Бешеная гроза разразилась над Петербургом. Большая зала Строгановского дворца была наполнена теми, кто хотел помянуть Александра Павловича. Громы стали затихать, уходить за Кронштадт, и на улицы выставили столы, уставленные яствами, – для всех проходящих. Таков был обычай у Строгановых. О золотом скарабее все забыли, никто уже не знал историю этого артефакта, хотя увлечение раскопками в долине Нила приобретало все больший размах. Гости Строгановых переместились в небольшую гостиную, и тут взяла слово Нина Ильинична Лазарева, которая тоже была на этих поминках. Она постарела за это время, но фигура ее еще сохраняла стройность, движения были так же изящны, а голос был так же глубок и звучен, как и прежде. Облака рассеялись, вместо темных туч появилась огромная радуга в несколько ступеней – редкое зрелище для Петербурга.

– Вот такая же радуга, как синий мираж, была над Ниагарским водопадом, когда мы посетили это удивительное место.

Рассказ Нины Ильиничны

Стояла зима. Андрей сидел у себя дома в гостиной у камина и смотрел на краснеющие поленья. За окном уже вовсю падал снег, завывал ветер, и зима, казалось бы, навсегда поглотило все живое, зеленеющее благолепие здешнего сада. В такую пору, пожалуй, нет ничего прекраснее, чем скрашивать вечера приятной беседой у камина. Андрей протянул ноги ближе к огню, налил себе вина и ждал в гости приятного, а главное, интересного собеседника, жену капитана Крузенштерна – Нину Ильиничну. Время у огня, которым, как известно, можно любоваться вечно, пролетело быстро, и вот уже на пороге дома стояла слегка засыпанная снегом гостья. Это была женщина средних лет, небольшого роста, но с ровной осанкой, в сиреневых светлых глазах которой читались доброта и ум.

«Проходите скорее в дом, на улице совершенно ведь невозможно находиться», – сказал Андрей. И действительно, снежные сугробы, подобные барханам северных широт, заполнили все пространство вокруг, и ветер, подобно художнику, рисовал все эти холмы и низины. Свет фонаря с трудом пробивался через снегопад, освещая лишь небольшое пространство вокруг. Там стоял ямщик и уже собирался уехать. Гостья зашла в дом, вернее сказать, забежала. Ей помогли снять заснеженную одежду, Андрей пригласил ее греться к камину. Завязалась беседа о погоде, смех зазвенел по коридорам, снег мирно таял на полу прихожей, топот и шум наполнили дом, где еще несколько минут назад лишь тихо трещали поленья и было слышно не только лишь каждый шорох, но и, казалось, полет мысли.

Нина Ильинична уже согрелась, отдохнула и сидела у камина, протянув руки поближе.
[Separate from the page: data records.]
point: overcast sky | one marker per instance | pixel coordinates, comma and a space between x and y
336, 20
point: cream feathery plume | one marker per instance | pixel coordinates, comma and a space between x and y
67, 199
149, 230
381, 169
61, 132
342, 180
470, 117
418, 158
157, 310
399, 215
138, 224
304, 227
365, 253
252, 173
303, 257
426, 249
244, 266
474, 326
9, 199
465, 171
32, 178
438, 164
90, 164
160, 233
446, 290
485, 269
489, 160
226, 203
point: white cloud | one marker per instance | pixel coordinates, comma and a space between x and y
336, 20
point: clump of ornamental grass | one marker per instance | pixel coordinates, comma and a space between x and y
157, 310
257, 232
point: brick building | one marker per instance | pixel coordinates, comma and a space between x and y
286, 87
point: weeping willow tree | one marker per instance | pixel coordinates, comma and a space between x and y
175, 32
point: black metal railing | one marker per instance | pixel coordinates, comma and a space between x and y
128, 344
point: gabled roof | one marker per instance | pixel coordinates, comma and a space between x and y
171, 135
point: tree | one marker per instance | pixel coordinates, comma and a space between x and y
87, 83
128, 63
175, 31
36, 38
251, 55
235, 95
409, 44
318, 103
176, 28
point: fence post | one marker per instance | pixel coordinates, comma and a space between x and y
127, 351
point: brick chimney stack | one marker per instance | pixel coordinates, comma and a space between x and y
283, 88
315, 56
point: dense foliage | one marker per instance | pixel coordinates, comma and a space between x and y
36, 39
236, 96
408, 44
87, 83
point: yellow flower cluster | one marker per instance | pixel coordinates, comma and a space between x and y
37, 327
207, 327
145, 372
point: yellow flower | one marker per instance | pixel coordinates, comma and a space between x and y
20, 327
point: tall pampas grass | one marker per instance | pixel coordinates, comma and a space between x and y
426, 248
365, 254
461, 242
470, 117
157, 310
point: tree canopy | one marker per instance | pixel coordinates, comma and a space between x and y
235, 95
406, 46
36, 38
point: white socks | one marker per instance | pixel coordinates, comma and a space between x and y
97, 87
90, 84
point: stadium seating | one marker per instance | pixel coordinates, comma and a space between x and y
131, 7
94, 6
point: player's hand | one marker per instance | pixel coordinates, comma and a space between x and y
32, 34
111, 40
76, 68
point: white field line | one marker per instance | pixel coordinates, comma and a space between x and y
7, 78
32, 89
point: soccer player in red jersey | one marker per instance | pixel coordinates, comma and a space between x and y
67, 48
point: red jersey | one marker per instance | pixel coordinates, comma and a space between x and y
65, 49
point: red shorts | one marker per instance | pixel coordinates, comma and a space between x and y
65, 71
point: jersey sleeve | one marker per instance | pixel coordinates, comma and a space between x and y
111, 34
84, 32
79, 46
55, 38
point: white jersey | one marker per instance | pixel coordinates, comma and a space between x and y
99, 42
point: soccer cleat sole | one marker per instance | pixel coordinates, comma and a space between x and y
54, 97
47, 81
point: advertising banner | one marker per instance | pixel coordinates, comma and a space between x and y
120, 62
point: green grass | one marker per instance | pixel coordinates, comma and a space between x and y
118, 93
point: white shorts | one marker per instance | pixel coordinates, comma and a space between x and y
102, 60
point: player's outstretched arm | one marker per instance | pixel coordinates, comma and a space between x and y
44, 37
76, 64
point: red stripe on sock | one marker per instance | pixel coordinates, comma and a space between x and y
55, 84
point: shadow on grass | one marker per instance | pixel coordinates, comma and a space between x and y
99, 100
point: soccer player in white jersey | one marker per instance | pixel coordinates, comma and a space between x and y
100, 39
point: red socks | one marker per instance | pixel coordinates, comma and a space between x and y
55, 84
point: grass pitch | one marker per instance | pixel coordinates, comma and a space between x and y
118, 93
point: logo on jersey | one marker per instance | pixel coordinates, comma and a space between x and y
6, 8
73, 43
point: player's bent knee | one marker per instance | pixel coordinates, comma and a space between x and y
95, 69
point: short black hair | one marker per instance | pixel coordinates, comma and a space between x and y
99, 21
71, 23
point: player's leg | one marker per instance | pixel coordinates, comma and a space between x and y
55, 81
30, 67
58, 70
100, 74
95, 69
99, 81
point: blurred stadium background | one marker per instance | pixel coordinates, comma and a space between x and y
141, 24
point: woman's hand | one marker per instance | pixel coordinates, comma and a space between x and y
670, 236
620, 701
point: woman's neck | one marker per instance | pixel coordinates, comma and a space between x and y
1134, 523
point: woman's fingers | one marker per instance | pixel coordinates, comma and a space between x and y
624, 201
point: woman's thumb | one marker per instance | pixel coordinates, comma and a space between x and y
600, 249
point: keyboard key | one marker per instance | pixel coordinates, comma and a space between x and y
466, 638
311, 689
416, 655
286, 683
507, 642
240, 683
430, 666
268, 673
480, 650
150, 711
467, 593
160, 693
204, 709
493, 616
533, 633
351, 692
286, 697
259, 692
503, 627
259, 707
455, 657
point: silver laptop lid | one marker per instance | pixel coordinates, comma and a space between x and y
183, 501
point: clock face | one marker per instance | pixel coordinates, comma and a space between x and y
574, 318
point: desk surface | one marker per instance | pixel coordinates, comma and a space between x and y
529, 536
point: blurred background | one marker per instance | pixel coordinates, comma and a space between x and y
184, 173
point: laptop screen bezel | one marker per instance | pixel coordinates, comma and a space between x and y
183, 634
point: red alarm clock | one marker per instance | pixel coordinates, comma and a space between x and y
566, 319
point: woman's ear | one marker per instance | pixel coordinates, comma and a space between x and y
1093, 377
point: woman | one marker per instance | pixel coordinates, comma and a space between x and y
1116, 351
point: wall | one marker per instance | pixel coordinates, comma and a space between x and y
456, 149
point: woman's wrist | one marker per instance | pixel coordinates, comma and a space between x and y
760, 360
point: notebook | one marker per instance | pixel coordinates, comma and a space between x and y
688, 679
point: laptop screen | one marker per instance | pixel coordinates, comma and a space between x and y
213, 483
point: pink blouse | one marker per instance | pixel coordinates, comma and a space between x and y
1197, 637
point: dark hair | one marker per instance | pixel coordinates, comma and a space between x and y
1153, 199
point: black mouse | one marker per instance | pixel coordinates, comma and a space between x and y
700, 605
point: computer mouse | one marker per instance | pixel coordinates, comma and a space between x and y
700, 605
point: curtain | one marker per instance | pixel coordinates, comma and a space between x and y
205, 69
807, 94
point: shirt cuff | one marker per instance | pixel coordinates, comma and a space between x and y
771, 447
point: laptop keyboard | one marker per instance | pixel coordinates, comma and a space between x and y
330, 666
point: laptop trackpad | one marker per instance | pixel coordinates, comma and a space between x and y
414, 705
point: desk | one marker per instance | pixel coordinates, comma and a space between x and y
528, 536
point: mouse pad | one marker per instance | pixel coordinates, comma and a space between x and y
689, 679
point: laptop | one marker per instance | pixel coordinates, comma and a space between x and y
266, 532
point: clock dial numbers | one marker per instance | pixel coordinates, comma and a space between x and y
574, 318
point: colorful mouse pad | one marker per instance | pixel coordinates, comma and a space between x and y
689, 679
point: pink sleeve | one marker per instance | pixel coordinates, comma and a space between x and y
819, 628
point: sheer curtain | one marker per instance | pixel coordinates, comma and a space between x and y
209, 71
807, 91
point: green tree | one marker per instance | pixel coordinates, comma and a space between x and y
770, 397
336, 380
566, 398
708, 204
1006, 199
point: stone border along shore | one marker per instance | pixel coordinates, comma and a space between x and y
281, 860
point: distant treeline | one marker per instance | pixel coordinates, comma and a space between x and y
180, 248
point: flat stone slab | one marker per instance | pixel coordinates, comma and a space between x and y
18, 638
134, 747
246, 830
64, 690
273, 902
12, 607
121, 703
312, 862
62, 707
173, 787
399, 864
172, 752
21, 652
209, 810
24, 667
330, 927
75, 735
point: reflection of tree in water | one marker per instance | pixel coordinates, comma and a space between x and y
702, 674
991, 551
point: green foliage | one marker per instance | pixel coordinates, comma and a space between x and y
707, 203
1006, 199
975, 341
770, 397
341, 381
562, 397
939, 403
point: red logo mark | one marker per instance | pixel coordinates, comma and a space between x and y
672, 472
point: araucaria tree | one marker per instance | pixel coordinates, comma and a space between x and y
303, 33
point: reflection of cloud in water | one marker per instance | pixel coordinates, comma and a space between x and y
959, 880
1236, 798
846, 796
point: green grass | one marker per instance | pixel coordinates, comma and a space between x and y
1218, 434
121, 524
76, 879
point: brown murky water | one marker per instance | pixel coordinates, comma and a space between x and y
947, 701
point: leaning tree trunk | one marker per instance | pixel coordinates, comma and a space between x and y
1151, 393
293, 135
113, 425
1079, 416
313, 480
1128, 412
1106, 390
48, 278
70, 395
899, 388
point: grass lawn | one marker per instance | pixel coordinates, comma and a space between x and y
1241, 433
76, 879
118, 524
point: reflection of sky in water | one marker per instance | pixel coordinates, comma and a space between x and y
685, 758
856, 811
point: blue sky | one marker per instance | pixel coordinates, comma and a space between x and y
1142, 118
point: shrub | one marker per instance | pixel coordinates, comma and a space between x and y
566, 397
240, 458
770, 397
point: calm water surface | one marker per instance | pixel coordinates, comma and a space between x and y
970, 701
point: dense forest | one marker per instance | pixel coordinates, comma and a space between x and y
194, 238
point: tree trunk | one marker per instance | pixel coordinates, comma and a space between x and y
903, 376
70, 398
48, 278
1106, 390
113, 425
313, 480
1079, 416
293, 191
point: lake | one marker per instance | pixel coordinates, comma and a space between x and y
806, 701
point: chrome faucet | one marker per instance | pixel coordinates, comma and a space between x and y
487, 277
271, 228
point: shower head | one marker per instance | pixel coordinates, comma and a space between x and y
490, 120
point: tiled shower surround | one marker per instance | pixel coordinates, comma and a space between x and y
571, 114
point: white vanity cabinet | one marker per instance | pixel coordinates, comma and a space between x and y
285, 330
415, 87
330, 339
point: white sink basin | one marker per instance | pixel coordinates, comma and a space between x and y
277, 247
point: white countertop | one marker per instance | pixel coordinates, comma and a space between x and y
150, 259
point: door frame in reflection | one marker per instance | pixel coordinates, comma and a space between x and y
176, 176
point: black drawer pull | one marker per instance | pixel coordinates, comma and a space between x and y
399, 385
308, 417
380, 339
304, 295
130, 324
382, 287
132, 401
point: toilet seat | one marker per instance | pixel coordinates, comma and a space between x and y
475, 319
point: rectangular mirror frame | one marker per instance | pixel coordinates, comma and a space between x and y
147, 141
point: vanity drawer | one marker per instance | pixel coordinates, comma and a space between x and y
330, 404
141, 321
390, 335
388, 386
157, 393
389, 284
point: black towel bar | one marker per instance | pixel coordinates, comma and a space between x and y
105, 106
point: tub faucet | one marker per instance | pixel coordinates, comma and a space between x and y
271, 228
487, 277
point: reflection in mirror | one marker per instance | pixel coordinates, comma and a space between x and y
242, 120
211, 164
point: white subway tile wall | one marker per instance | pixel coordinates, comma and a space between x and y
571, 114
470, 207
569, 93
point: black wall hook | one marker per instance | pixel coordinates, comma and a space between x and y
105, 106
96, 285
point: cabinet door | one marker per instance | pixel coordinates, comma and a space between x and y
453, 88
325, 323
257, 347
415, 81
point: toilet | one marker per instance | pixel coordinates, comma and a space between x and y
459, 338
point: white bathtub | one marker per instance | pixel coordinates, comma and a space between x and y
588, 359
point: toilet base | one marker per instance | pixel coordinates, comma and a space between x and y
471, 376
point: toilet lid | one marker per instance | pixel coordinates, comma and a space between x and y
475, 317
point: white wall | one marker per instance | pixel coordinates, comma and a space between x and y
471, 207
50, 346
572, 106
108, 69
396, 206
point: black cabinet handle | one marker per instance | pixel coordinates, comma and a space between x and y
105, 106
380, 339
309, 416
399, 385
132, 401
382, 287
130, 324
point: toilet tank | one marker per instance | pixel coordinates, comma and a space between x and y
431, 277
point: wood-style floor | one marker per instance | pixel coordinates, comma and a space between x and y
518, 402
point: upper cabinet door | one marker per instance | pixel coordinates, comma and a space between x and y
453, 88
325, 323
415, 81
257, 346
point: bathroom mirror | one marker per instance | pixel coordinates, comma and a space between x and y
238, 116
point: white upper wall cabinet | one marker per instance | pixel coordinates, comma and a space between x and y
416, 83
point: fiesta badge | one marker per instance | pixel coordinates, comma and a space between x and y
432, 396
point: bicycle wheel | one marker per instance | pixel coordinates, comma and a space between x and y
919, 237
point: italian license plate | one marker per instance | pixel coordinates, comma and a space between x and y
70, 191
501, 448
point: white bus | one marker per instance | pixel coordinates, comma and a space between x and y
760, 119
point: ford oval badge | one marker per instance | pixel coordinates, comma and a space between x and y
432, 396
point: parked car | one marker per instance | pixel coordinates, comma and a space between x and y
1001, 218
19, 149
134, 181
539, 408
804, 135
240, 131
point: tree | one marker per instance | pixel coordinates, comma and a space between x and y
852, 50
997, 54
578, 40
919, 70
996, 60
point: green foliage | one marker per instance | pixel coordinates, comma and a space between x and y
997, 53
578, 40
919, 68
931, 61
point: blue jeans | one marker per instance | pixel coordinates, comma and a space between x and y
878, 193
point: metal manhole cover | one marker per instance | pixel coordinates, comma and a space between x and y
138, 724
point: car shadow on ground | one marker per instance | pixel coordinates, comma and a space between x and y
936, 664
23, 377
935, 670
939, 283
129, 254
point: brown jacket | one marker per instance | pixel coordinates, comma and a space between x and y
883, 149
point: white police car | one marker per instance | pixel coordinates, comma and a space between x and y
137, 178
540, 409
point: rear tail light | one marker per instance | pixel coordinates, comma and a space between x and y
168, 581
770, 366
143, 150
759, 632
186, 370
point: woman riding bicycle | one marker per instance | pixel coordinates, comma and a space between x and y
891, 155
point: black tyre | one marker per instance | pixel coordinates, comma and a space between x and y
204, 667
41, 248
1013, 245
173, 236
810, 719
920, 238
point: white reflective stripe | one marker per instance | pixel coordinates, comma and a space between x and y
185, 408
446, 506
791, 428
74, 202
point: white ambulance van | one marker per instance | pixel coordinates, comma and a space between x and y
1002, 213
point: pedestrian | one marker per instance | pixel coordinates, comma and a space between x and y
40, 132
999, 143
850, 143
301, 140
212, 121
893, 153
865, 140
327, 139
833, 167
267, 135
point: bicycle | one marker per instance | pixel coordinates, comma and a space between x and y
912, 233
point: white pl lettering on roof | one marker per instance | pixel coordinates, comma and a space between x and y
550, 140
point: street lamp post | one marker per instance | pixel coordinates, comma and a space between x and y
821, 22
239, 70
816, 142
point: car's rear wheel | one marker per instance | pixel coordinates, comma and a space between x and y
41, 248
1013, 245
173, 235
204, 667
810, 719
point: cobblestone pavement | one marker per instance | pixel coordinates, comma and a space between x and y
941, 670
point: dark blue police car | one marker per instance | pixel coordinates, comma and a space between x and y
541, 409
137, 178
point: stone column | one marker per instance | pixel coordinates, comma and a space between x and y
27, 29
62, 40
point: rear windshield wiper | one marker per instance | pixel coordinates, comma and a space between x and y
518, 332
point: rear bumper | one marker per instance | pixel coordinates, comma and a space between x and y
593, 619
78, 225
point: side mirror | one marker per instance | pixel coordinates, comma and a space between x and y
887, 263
Андрей предлагал закуски, был обходителен и мил с гостей, но внутренне торопился услышать историю про ту самую далекую, словно другую планету, Америку, про которую в наших широтах многие-то и не знают, но такую загадочную. Интерес к этим местам возник у Андрея недавно, при изучение колониальной архитектуры Англии, узнал он немного про страну, которая только недавно получила независимость, и в чем к ней пришли не только французы и испанцы, но и Екатерина Великая. Живой рассказ человека был, пожалуй, единственным доступным источником информации о новых краях. И лучше, если его поведают не легенды и сплетни, а человек, которому можно доверять.